Wyrwane z kontekstu słowa prezesa PiS Jarosława Kaczyńskiego dotyczyły narodowości śląskiej, a nie "śląskości jako takiej" - oświadczył rzecznik PiS Adam Hofman. Zaapelował też do szefa MSZ Radosława Sikorskiego, by wycofał się ze swoich słów z 1996 r.

W 1996 roku w "Foreign Affairs" minister Sikorski powiedział, napisał, podpisał się pod tym: "Polskę byłoby łatwiej reformować, gdyby można było zrezygnować z jej wyeksploatowanych regionów przemysłowych, takich jak Śląsk". To jest zdanie pana ministra Sikorskiego - podkreślił Hofman na konferencji prasowej w Sejmie.

Jak dodał PiS oczekuje od Sikorskiego - obecnie kluczowego polityka PO - wycofania się z tych słów i przeproszenia za nie. Według Hofmana, jeśli Sikorski przygotowuje program Platformy Obywatelskiej na wybory, to "jego poglądy staną się poglądami PO". Pytany, czy i jakie kroki zamierza podjąć PiS, jeśli przeprosin nie będzie, odpowiedział: Jeśli nie będzie przeprosin, to uznamy, że jest to zdanie całej Platformy Obywatelskiej.

"Śląskość jest po prostu pewnym sposobem odcięcia się od polskości"

Hofman odniósł się także do zapowiedzi śląskiej PO, która jeszcze dziś zamierza złożyć doniesienie do prokuratury o możliwości popełnienia przestępstwa przez prezesa PiS. Chodzi o opinię utożsamiającą "śląskość" z "opcją niemiecką".

W raporcie PiS o stanie państwa można m.in. przeczytać: Niedawno umieszczono, wbrew wyrokowi Sądu Najwyższego z 2007 roku, narodowość śląską w spisie powszechnym; Sąd Najwyższy słusznie bowiem wywiódł, że historycznie rzecz biorąc, niczego takiego jak naród śląski nie ma. Można dodać, że śląskość jest po prostu pewnym sposobem odcięcia się od polskości i przypuszczalnie przyjęciem po prostu zakamuflowanej opcji niemieckiej.

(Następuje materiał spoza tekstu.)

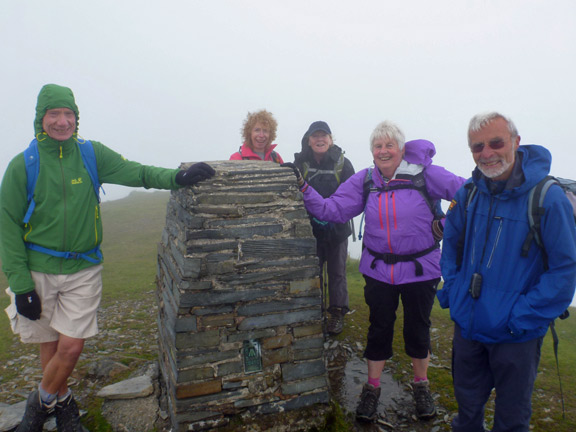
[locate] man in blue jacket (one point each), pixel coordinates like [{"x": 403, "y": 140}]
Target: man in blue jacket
[{"x": 501, "y": 302}]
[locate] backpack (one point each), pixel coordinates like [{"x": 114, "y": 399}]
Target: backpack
[
  {"x": 273, "y": 155},
  {"x": 418, "y": 182},
  {"x": 32, "y": 162},
  {"x": 535, "y": 212}
]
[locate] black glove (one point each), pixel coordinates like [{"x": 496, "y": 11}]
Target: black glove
[
  {"x": 29, "y": 305},
  {"x": 194, "y": 174},
  {"x": 299, "y": 178},
  {"x": 437, "y": 229}
]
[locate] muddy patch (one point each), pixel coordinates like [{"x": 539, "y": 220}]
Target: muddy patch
[{"x": 347, "y": 373}]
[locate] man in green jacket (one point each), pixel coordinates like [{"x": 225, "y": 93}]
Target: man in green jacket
[{"x": 53, "y": 261}]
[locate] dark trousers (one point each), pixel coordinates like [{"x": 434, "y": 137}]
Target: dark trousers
[
  {"x": 509, "y": 368},
  {"x": 334, "y": 255},
  {"x": 382, "y": 300}
]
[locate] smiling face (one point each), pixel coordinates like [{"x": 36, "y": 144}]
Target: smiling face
[
  {"x": 59, "y": 123},
  {"x": 387, "y": 155},
  {"x": 494, "y": 149},
  {"x": 260, "y": 137},
  {"x": 320, "y": 142}
]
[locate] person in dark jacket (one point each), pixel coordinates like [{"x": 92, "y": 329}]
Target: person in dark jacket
[
  {"x": 53, "y": 261},
  {"x": 324, "y": 167},
  {"x": 400, "y": 255},
  {"x": 502, "y": 303}
]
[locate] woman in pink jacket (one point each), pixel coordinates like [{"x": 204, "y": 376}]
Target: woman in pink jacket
[{"x": 259, "y": 131}]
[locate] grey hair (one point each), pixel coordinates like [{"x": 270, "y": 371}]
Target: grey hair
[
  {"x": 387, "y": 129},
  {"x": 480, "y": 120}
]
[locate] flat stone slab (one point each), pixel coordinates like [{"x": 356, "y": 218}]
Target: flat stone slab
[{"x": 129, "y": 389}]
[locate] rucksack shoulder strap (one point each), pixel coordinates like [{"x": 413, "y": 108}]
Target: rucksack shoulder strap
[
  {"x": 89, "y": 160},
  {"x": 535, "y": 212},
  {"x": 471, "y": 191},
  {"x": 32, "y": 163},
  {"x": 339, "y": 167}
]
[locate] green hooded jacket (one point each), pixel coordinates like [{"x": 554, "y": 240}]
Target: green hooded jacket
[{"x": 67, "y": 214}]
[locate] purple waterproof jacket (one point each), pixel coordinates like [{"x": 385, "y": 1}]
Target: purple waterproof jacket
[{"x": 398, "y": 221}]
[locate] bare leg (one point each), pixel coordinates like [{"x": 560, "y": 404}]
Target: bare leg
[{"x": 58, "y": 362}]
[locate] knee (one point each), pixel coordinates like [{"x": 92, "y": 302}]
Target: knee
[{"x": 70, "y": 348}]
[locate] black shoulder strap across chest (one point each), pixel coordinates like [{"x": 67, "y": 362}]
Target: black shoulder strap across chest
[{"x": 416, "y": 182}]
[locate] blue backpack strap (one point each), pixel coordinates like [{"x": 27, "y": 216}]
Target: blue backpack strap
[
  {"x": 68, "y": 255},
  {"x": 89, "y": 159},
  {"x": 32, "y": 163}
]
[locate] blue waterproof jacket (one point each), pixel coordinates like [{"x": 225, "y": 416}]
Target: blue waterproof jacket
[{"x": 519, "y": 296}]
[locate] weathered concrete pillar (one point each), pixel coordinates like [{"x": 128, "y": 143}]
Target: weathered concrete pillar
[{"x": 240, "y": 303}]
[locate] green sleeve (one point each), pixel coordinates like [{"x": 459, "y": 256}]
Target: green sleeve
[
  {"x": 13, "y": 206},
  {"x": 115, "y": 169}
]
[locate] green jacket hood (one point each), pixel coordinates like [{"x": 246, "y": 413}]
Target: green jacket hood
[{"x": 54, "y": 96}]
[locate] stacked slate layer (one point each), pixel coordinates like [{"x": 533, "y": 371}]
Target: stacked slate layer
[{"x": 237, "y": 264}]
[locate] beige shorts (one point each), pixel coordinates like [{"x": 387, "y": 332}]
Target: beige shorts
[{"x": 69, "y": 306}]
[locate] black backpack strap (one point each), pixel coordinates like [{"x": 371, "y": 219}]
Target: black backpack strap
[
  {"x": 390, "y": 258},
  {"x": 471, "y": 191},
  {"x": 535, "y": 213}
]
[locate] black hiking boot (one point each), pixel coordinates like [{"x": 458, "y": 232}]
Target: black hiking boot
[
  {"x": 68, "y": 416},
  {"x": 367, "y": 410},
  {"x": 35, "y": 415},
  {"x": 425, "y": 408}
]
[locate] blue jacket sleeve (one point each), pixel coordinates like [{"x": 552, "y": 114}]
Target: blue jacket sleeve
[{"x": 554, "y": 291}]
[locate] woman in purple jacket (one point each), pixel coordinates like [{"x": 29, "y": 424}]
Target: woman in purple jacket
[{"x": 400, "y": 253}]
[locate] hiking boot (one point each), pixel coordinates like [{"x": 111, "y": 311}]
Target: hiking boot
[
  {"x": 35, "y": 415},
  {"x": 367, "y": 409},
  {"x": 68, "y": 416},
  {"x": 335, "y": 323},
  {"x": 425, "y": 408}
]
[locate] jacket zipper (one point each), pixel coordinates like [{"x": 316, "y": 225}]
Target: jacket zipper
[
  {"x": 65, "y": 206},
  {"x": 496, "y": 241}
]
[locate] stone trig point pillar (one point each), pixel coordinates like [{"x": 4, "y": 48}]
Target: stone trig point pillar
[{"x": 240, "y": 318}]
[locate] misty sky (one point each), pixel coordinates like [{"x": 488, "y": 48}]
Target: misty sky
[{"x": 170, "y": 82}]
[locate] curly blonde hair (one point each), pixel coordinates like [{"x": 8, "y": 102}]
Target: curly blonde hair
[{"x": 266, "y": 119}]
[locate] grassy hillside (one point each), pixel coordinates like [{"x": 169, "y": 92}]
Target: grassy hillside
[{"x": 133, "y": 227}]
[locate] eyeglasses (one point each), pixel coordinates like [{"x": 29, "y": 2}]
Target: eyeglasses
[{"x": 495, "y": 144}]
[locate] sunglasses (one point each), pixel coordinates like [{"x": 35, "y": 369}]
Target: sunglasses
[{"x": 495, "y": 144}]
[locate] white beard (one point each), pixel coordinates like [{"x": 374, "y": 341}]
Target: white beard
[{"x": 492, "y": 172}]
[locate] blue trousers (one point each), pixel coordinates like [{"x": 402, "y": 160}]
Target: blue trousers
[{"x": 509, "y": 368}]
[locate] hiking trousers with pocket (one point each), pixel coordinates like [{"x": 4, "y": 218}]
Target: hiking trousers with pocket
[{"x": 508, "y": 368}]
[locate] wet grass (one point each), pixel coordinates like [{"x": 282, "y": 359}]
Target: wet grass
[
  {"x": 133, "y": 227},
  {"x": 546, "y": 400}
]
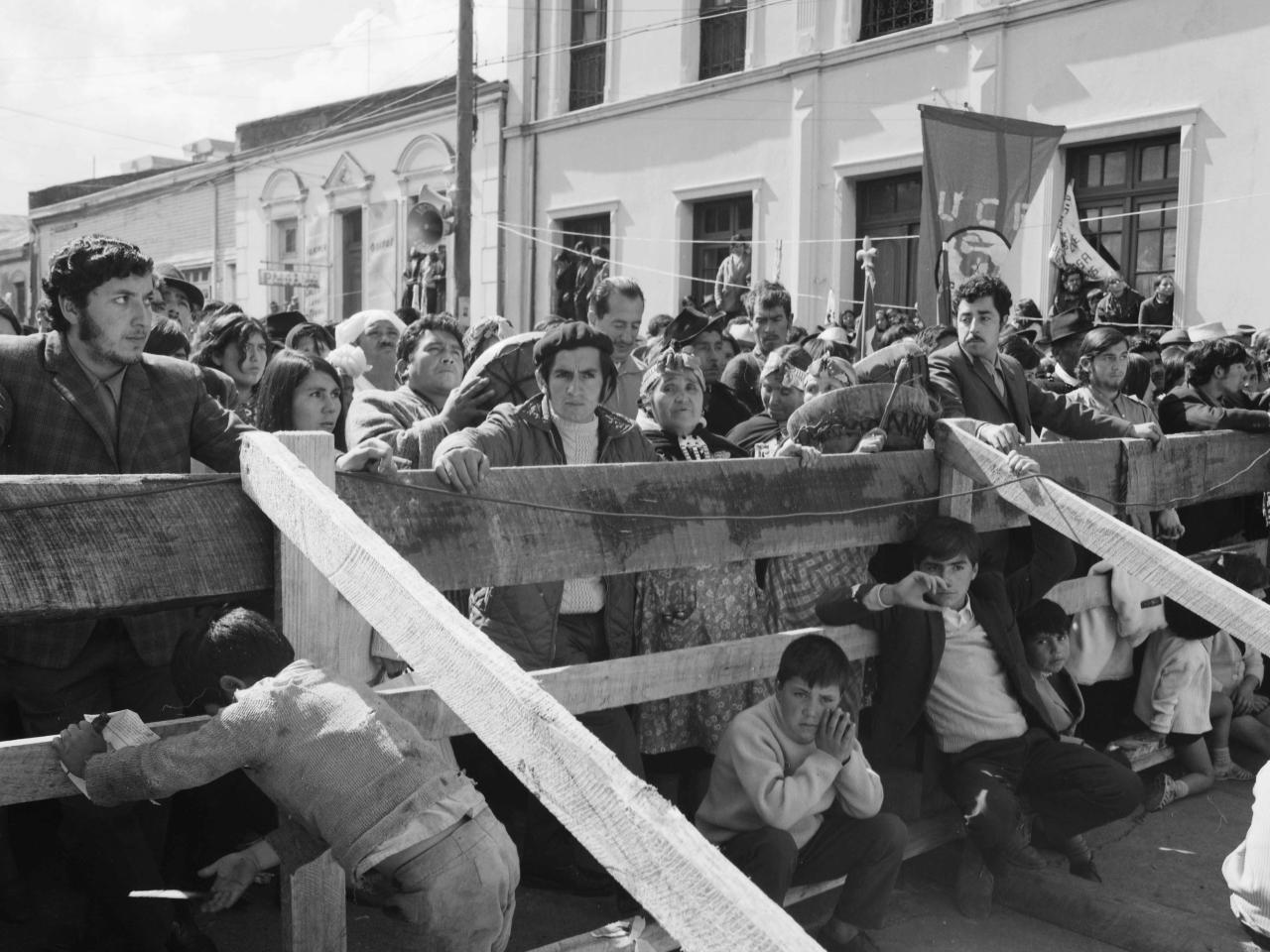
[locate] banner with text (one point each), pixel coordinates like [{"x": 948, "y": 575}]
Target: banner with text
[
  {"x": 1071, "y": 249},
  {"x": 979, "y": 173}
]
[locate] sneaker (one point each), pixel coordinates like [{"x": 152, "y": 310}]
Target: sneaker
[
  {"x": 974, "y": 883},
  {"x": 1233, "y": 772},
  {"x": 1161, "y": 793}
]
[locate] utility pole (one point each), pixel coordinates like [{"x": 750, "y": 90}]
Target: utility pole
[{"x": 461, "y": 195}]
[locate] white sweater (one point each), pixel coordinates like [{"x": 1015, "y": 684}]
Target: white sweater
[
  {"x": 1176, "y": 685},
  {"x": 763, "y": 777}
]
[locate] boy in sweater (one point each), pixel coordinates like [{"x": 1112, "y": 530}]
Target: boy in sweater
[
  {"x": 793, "y": 798},
  {"x": 348, "y": 774}
]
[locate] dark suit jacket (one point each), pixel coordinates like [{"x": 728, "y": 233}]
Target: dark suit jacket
[
  {"x": 51, "y": 421},
  {"x": 1187, "y": 411},
  {"x": 912, "y": 640},
  {"x": 965, "y": 389}
]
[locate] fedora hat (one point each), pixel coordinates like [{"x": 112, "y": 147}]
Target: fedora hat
[{"x": 171, "y": 276}]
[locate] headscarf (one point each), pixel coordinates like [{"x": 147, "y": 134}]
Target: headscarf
[
  {"x": 828, "y": 372},
  {"x": 349, "y": 330},
  {"x": 789, "y": 363},
  {"x": 681, "y": 362}
]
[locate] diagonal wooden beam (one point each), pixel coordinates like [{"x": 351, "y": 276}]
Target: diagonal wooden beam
[
  {"x": 1139, "y": 555},
  {"x": 638, "y": 835}
]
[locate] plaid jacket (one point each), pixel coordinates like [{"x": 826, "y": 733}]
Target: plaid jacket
[{"x": 51, "y": 421}]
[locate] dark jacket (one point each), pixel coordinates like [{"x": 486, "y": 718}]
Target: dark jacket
[
  {"x": 965, "y": 389},
  {"x": 912, "y": 640},
  {"x": 522, "y": 619},
  {"x": 53, "y": 421}
]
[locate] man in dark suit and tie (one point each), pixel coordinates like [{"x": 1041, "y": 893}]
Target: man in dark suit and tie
[
  {"x": 974, "y": 380},
  {"x": 85, "y": 399}
]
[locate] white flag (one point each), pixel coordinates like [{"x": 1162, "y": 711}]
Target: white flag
[{"x": 1071, "y": 249}]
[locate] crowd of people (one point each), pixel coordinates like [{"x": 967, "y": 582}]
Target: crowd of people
[{"x": 132, "y": 371}]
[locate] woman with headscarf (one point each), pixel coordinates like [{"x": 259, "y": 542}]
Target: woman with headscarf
[
  {"x": 372, "y": 336},
  {"x": 679, "y": 608}
]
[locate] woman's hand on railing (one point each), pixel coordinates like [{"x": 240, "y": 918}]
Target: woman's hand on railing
[
  {"x": 462, "y": 468},
  {"x": 371, "y": 454}
]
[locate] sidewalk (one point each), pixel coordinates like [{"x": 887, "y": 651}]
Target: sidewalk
[{"x": 1162, "y": 890}]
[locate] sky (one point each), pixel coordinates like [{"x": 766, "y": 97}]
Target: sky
[{"x": 86, "y": 86}]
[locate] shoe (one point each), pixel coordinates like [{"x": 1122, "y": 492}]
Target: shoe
[
  {"x": 1161, "y": 793},
  {"x": 1233, "y": 772},
  {"x": 974, "y": 884},
  {"x": 1084, "y": 869},
  {"x": 568, "y": 879}
]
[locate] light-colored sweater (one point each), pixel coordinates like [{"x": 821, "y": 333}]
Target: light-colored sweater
[
  {"x": 1247, "y": 869},
  {"x": 580, "y": 442},
  {"x": 763, "y": 777},
  {"x": 405, "y": 419},
  {"x": 345, "y": 770},
  {"x": 1175, "y": 687}
]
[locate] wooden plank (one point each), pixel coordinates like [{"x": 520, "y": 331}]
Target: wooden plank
[
  {"x": 924, "y": 835},
  {"x": 317, "y": 620},
  {"x": 629, "y": 680},
  {"x": 30, "y": 770},
  {"x": 638, "y": 835},
  {"x": 75, "y": 546},
  {"x": 1152, "y": 563},
  {"x": 622, "y": 518}
]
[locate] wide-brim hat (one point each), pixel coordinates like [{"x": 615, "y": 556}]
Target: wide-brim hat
[
  {"x": 1069, "y": 324},
  {"x": 1211, "y": 330},
  {"x": 169, "y": 275},
  {"x": 834, "y": 421},
  {"x": 281, "y": 324},
  {"x": 691, "y": 324},
  {"x": 508, "y": 366}
]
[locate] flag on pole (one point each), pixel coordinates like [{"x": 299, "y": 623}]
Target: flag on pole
[
  {"x": 1071, "y": 249},
  {"x": 979, "y": 173}
]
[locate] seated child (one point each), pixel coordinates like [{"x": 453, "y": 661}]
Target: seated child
[
  {"x": 347, "y": 772},
  {"x": 1178, "y": 703},
  {"x": 793, "y": 798},
  {"x": 1044, "y": 631},
  {"x": 952, "y": 655},
  {"x": 1238, "y": 667}
]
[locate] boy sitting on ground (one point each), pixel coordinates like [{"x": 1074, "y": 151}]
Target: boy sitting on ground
[
  {"x": 793, "y": 798},
  {"x": 348, "y": 774},
  {"x": 1044, "y": 631},
  {"x": 952, "y": 653}
]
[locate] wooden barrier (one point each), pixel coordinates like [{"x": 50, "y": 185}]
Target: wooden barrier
[{"x": 200, "y": 539}]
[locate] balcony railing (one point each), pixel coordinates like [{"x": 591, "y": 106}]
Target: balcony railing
[
  {"x": 883, "y": 17},
  {"x": 585, "y": 75}
]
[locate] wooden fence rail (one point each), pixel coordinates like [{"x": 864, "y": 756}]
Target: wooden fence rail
[{"x": 172, "y": 540}]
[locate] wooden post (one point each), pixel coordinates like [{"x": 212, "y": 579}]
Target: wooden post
[
  {"x": 318, "y": 621},
  {"x": 1139, "y": 555},
  {"x": 643, "y": 841}
]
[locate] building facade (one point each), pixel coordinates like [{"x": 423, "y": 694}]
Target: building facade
[
  {"x": 16, "y": 266},
  {"x": 181, "y": 213},
  {"x": 795, "y": 122},
  {"x": 324, "y": 194}
]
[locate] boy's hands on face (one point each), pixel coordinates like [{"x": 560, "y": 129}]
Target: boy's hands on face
[
  {"x": 912, "y": 590},
  {"x": 76, "y": 744},
  {"x": 835, "y": 734}
]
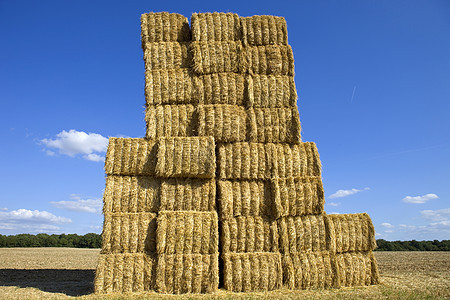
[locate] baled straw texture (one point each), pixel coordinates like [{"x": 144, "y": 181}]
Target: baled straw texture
[
  {"x": 164, "y": 27},
  {"x": 173, "y": 86},
  {"x": 252, "y": 272},
  {"x": 166, "y": 55},
  {"x": 353, "y": 232},
  {"x": 216, "y": 27},
  {"x": 305, "y": 270},
  {"x": 264, "y": 30},
  {"x": 170, "y": 120},
  {"x": 186, "y": 157},
  {"x": 269, "y": 60},
  {"x": 226, "y": 123},
  {"x": 187, "y": 273},
  {"x": 188, "y": 194},
  {"x": 129, "y": 232},
  {"x": 219, "y": 88},
  {"x": 124, "y": 272},
  {"x": 244, "y": 198},
  {"x": 271, "y": 91},
  {"x": 274, "y": 125},
  {"x": 249, "y": 234},
  {"x": 303, "y": 233},
  {"x": 356, "y": 269},
  {"x": 298, "y": 196},
  {"x": 131, "y": 194},
  {"x": 130, "y": 156},
  {"x": 216, "y": 57},
  {"x": 187, "y": 232}
]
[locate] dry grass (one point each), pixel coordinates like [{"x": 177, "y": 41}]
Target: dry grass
[{"x": 54, "y": 273}]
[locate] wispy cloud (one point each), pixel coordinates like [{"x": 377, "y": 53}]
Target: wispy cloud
[
  {"x": 73, "y": 143},
  {"x": 80, "y": 205},
  {"x": 420, "y": 199},
  {"x": 345, "y": 193}
]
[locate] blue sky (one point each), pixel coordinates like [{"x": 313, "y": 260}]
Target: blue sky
[{"x": 373, "y": 79}]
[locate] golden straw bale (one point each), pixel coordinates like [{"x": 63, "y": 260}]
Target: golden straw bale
[
  {"x": 249, "y": 234},
  {"x": 264, "y": 30},
  {"x": 187, "y": 273},
  {"x": 170, "y": 120},
  {"x": 244, "y": 198},
  {"x": 252, "y": 272},
  {"x": 353, "y": 232},
  {"x": 123, "y": 273},
  {"x": 130, "y": 156},
  {"x": 186, "y": 157},
  {"x": 244, "y": 160},
  {"x": 303, "y": 270},
  {"x": 271, "y": 91},
  {"x": 131, "y": 194},
  {"x": 215, "y": 27},
  {"x": 173, "y": 86},
  {"x": 188, "y": 194},
  {"x": 216, "y": 57},
  {"x": 226, "y": 123},
  {"x": 302, "y": 233},
  {"x": 274, "y": 125},
  {"x": 167, "y": 55},
  {"x": 268, "y": 60},
  {"x": 129, "y": 232},
  {"x": 219, "y": 88},
  {"x": 297, "y": 196},
  {"x": 356, "y": 269},
  {"x": 187, "y": 232}
]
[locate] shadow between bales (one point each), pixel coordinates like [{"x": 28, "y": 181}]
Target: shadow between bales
[{"x": 69, "y": 282}]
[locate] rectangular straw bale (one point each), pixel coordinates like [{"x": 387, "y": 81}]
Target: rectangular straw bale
[
  {"x": 173, "y": 86},
  {"x": 186, "y": 157},
  {"x": 129, "y": 232},
  {"x": 264, "y": 30},
  {"x": 244, "y": 161},
  {"x": 249, "y": 234},
  {"x": 167, "y": 55},
  {"x": 244, "y": 198},
  {"x": 130, "y": 156},
  {"x": 298, "y": 196},
  {"x": 187, "y": 232},
  {"x": 216, "y": 57},
  {"x": 215, "y": 27},
  {"x": 303, "y": 233},
  {"x": 188, "y": 194},
  {"x": 219, "y": 88},
  {"x": 269, "y": 60},
  {"x": 293, "y": 160},
  {"x": 271, "y": 91},
  {"x": 356, "y": 269},
  {"x": 252, "y": 272},
  {"x": 131, "y": 194},
  {"x": 274, "y": 125},
  {"x": 124, "y": 272},
  {"x": 170, "y": 120},
  {"x": 303, "y": 270},
  {"x": 187, "y": 273},
  {"x": 164, "y": 27},
  {"x": 353, "y": 232},
  {"x": 226, "y": 123}
]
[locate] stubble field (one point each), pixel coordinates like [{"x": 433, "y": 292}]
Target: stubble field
[{"x": 62, "y": 272}]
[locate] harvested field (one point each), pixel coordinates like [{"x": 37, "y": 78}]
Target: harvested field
[{"x": 56, "y": 273}]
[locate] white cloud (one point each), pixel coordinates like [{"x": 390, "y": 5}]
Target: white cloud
[
  {"x": 420, "y": 199},
  {"x": 345, "y": 193},
  {"x": 73, "y": 143},
  {"x": 80, "y": 205}
]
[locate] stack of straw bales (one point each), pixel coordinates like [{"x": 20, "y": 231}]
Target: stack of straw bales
[{"x": 222, "y": 177}]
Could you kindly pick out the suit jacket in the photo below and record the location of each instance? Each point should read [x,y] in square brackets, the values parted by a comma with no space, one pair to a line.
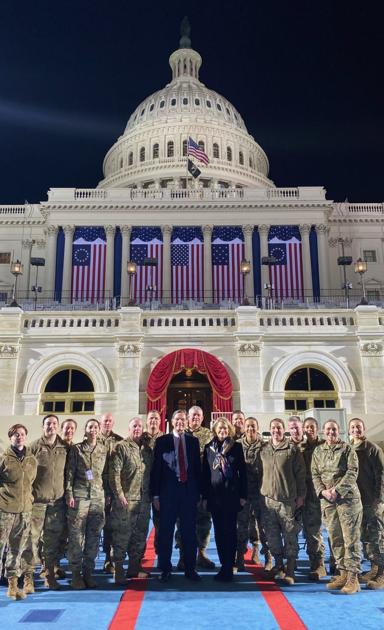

PO: Kaczyński mógł popełnić przestępstwo

Według działaczy PO - w tym szefa parlamentarnego klubu PO Tomasza Tomczykiewicza - Kaczyński swą opinią, że "śląskość" jest przypuszczalnie przyjęciem "opcji niemieckiej" mógł popełnić przestępstwo z art. Kodeksu karnego mówiącego o znieważeniu osoby lub grupy ludności z powodu jej przynależności narodowej, etnicznej lub wyznaniowej.

Hofman podkreślił, że akapit, którego chyba całego nie przeczytał pan przewodniczący Tomczykiewicz, odnosi się do narodowości śląskiej. (...) Jest tu kilkukrotnie powiedziane, odwołuje się do wyroku Sądu Najwyższego, do narodowości śląskiej w spisie powszechnym, nie do śląskości jako takiej - zaznaczył. Jak dodał każdy, kto "sumiennie odbierał edukację na poziomie podstawowym albo licealnym i zdaje maturę" wie, iż akapit należy traktować jako zamkniętą całość.

Rzecz dotyczy w tym akapicie narodowości śląskiej i tego, co robi Ruch Autonomii Śląska, jego przewodniczący pan Gorzelik i wspierający go bardzo mocno, chyba najmocniej w PO, przewodniczący klubu parlamentarnego pan poseł Tomczykiewicz - powiedział Hofman. Według niego, to m.in. przez działania Tomczykiewicza "trzeba było zrywać biało-czerwone krzesełka na Stadionie Narodowym w Chorzowie, bo przeszkadzało to RAŚ". Dzięki jego (Tomczykiewicza) działaniom RAŚ ma pełnomocnika ds. kultury - wyliczał Hofman.

PiS domaga się przeprosin od Sikorskiego

Jak mówił poseł, skoro wyrwane z kontekstu zdanie prezesa PiS "budzi na tyle zainteresowanie" szefa klubu PO, że zapowiada wniosek do sądu, to PiS także domaga się przeprosin i sprostowania słów Sikorskiego z 1996 roku.

Hofman przypomniał, że po wypowiedzi Sikorskiego interpelację w tej sprawie złożyła posłanka Katarzyna Piekarska. Jak mówił, ówczesny szef MSZ Bronisław Geremek odpowiedział na nią, potwierdzając, że te słowa padły. Nigdy z nich minister Sikorski się nie wycofał, nie zrobił tego także w odpowiedzi na interpelację minister Geremek - zaznaczył Hofman. Dlatego - jak mówił - domaga się, by Sikorski wycofał się w tej wypowiedzi.

Na pytanie dziennikarza, w jakiej partii był Sikorski w 1996 roku, gdy wypowiedział te słowa, Hofman odpowiedział: Niestety, nie wszystko o Radosławie Sikorskim wiedzieliśmy wtedy, dziś wiemy więcej, trudno. Jak mówił, wcześniej o tej wypowiedzi Sikorskiego "nie było głośno, bo nikt o tym nie przypominał". Ja dowiedziałem się o tym dziś, prezes Jarosław Kaczyński także - powiedział.